Arthritis patients should be screened for latent tuberculosis infection before starting biologics because treatment may cause reactivation of TB, the Australian Rheumatology Association has reminded clinicians.
While the risk of latent tuberculosis may appear to be low for many Australian patients, screening with questions on potential exposure factors such as overseas residency, healthcare employment and injecting drug use, is still warranted, the ARA says in a revised position statement.
Screening is needed because TNF inhibitors can result in reactivation of latent TB to active infection – an important consideration because rheumatologists are among the widest users of the drugs.
“Tuberculosis affects one third of the world population and even if patients are not from an endemic high prevalence area, they may travel to these areas,” the ARA says.

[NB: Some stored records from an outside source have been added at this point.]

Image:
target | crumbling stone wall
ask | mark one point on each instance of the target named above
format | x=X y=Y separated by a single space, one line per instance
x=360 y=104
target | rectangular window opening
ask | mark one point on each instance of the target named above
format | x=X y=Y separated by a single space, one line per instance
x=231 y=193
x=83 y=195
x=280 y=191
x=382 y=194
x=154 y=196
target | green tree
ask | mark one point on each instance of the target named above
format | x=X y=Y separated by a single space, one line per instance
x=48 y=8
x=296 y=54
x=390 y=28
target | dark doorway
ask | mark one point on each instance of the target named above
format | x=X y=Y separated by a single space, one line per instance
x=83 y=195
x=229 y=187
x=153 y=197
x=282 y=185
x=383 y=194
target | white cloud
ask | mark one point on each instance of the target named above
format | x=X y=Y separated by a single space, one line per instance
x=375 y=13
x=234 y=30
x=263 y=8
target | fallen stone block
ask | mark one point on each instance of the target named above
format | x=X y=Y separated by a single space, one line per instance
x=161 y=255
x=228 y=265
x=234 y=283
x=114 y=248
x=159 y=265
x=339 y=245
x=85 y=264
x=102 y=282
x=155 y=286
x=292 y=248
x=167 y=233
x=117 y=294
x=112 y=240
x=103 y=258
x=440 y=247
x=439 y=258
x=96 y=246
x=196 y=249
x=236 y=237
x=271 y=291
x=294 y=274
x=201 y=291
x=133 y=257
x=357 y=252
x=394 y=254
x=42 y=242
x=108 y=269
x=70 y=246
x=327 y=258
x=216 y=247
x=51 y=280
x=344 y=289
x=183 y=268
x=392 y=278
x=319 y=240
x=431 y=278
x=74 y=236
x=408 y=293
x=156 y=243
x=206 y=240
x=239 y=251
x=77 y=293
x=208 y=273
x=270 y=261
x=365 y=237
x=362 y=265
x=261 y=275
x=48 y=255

“Latent tuberculosis infection is by definition asymptomatic but is capable of rapid evolution to disease after a long latency, although only 10% of people with latent tuberculosis infection normally go on to active TB infection.”
People who have higher risk scores revealed by screening questions can be tested with an interferon gamma release assay (IGRA) such as QF Gold, which the ARA notes is easier to administer and less costly than the Mantoux (Tuberculin skin test-TST).
A chest X-ray to look for evidence of old TB infection may also be justified, the position statement says.
Patients who show any positive high-risk responses according to the ARA-suggested algorithm should usually be considered for treatment. Treatment should also be considered on a case by case basis for those with multiple moderate risk responses, the ARA advises.
Treatment usually involves prophylaxis with isoniazid or rifampicin for several months, although patients can usually start TNF inhibitor therapy one to two months after beginning prophylaxis.
“The majority of cases with reactivation of latent TB infection to active TB infection occur within 12 weeks of commencement of TNF inhibitor use and over 50% have extra pulmonary TB site infection,” the statement advises.
Rheumatologists should therefore be vigilant for the possibility of TB reactivation in any patient after starting treatment with a biologic.
“If a patient becomes unwell with fever and weight loss on TNF inhibitor treatment, the possibility of TB infection should be considered even if initial latent TB infection screening tests were negative,” it suggests.